Rotten Tomatoes Says This Is The Best John Grisham Movie Adaptation
For a moment in the 1990s, adapting a John Grisham novel into a movie was akin to printing money. It all started with "The Firm," a film that had the good fortune of coming along just as its leading man, Tom Cruise, was really hitting his stride that decade thanks to "A Few Good Men." Of course, it helped that the 1993 legal thriller also paired Tommy C (who, naturally, spends most of the climax sprinting with a briefcase) with the dream team of director Sydney Pollack, writer Robert Towne, and a killer supporting cast featuring Jeanne Tripplehorn, Ed Harris, Holly Hunter, Wilford Brimley, and the ever-on-point Gene Hackman.
(Fun fact: "The Firm" is also the flick Aubrey Plaza's character is watching as she practices her meat-beating skills in "The To Do List." If having your movie serve as the punchline in a teen sex romp isn't something all filmmakers aspire to, then I dunno what we're even doing.)
On top of striking box office gold, Pollack's picture added the veneer of high art to Grisham's name, all the while retaining the pulpy page-turning pleasures of his source material. Because of this, it wasn't long before other venerated filmmakers — folks like Alan J. Pakula, Francis Ford Coppola, and Robert Altman — started putting their own stamps on Grisham's implausible yet entertaining best-sellers (or, in Altman's case, one of the lawyer turned wordsmith's unpublished manuscripts).
Hence, if you ask any two people what their favorite Grisham adaptation is, you're bound to get different answers. Some might adore "The Pelican Brief" for the unfulfilled romance between Julia Roberts and Denzel Washington's protagonists, while others — the chap who sold me my car, for example — may throw you for a loop and swear by the Tim Allen and Jamie Lee Curtis led holiday farce "Christmas with the Kranks." If you look at Rotten Tomatoes, however, there's a clear winner in this debate.
The Rainmaker helped combat Grisham fatigue
By the time 1997 rolled around, the Grisham cinematic brand was starting to lose its luster. A year earlier, the big-screen take on the author's death penalty thriller book "The Chamber" had proven to be an unqualified disaster and was roundly condemned by practically all concerned parties, Grisham included. The Grisham legal thriller formula — a young, idealistic practitioner of the law finds themself in over their head — was steadily wearing thin too, having already been recycled some half a dozen times in four years.
Coppola's "The Rainmaker," which also arrived on the heels of the filmmaker's own nadir, the 1996 fiasco that was "Jack," provided a fitting antidote to Grisham fatigue. Matt Damon, then on the verge of his career-making success with "Good Will Hunting," starred as Rudy S. Baylor, an upstanding Memphis law school grad who's still wet behind the ears when he argues the case of a lifetime. The movie itself still had most of Grisham's favorite tropes, but dropped the elaborate conspiracies and killers-for-hire found in the author's biggest hits. Instead, "The Rainmaker" pit its hero against a much more relatable and despicable opponent: a greedy insurance company that refused to help cover a live-saving operation for a young man with leukemia. (An effectively melodramatic subplot saw Damon's good guy fall for a domestic abuse victim, played by Claire Danes, as well.)

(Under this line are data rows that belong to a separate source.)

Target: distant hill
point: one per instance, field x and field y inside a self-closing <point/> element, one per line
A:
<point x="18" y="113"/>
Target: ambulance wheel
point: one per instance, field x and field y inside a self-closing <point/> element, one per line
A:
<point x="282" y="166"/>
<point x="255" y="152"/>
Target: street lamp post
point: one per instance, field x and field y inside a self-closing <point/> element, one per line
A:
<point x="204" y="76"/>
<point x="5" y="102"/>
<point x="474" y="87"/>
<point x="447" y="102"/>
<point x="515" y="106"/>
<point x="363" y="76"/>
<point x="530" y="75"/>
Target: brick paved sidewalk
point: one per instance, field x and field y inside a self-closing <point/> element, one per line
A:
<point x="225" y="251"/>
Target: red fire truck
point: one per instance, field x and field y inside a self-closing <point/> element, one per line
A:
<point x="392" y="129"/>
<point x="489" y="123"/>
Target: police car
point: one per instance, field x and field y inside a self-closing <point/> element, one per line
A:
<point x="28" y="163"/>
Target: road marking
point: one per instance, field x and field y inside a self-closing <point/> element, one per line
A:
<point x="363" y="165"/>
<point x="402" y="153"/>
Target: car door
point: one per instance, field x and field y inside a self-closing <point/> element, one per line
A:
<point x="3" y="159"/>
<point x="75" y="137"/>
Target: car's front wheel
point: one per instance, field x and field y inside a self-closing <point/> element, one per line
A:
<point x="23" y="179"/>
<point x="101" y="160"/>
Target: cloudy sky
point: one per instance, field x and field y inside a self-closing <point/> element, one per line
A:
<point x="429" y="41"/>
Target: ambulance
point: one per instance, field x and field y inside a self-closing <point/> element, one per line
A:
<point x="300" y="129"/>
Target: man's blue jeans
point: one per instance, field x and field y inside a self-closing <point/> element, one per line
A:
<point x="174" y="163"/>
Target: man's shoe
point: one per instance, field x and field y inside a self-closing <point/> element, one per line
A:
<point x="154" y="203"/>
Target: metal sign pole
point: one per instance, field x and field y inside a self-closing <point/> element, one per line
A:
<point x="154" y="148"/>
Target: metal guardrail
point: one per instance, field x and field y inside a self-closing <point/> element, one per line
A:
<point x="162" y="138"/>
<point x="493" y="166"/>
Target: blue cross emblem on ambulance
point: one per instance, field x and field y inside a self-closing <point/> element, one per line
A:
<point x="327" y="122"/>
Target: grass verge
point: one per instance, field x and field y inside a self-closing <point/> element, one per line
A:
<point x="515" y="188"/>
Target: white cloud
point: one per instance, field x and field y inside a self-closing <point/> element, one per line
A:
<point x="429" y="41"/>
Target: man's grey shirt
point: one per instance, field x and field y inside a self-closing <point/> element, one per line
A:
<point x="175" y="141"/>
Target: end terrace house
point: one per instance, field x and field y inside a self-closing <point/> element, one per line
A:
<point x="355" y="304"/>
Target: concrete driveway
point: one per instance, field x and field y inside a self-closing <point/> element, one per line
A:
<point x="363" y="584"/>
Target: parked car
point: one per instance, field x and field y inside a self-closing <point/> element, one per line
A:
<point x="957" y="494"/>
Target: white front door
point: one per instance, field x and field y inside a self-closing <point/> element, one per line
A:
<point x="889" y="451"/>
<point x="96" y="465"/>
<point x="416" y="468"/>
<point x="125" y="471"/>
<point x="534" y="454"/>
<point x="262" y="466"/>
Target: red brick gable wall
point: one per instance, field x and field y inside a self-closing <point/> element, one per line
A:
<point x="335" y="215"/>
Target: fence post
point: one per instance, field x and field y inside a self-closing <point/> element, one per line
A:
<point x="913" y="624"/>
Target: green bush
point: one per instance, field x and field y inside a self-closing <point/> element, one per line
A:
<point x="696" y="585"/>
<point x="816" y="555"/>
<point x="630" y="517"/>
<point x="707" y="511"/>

Critics hailed The Rainmaker as a high point of the Grisham-verse
For his part, Coppola generally avoids stylistic flourishes here in favor of staging the courtroom drama with a sure and steady hand. But the thing that really makes "The Rainmaker" one of the best Grisham adaptations is its focus on the colorful players in Rudy's orbit. With Danny DeVito playing Rudy's far savvier and more practical partner, Jon Voight sliming it up as the scheming legal opposition, Mickey Rourke popping in as Rudy's charmingly sleazy first boss, and Danny Glover portraying the crusading civil rights attorney turned judge who goes above and beyond to help Damon's protagonist, the movie's got a great cast firing on all cylinders.
Critics noticed, too, as evidenced by the movie's 81% score on Rotten Tomatoes (a high point for Grisham adaptations on the site) and its critical consensus: "Invigorated by its talented cast and Francis Ford Coppola's strong direction, 'The Rainmaker' is a satisfying legal drama — and arguably the best of Hollywood's many John Grisham adaptations." That wasn't enough to reverse Grisham's downward trend at the box office (the film only made $47 million in theaters on a $40 million budget), but as "The Rainmaker" itself reminds everyone, some things are just more important than money will ever be.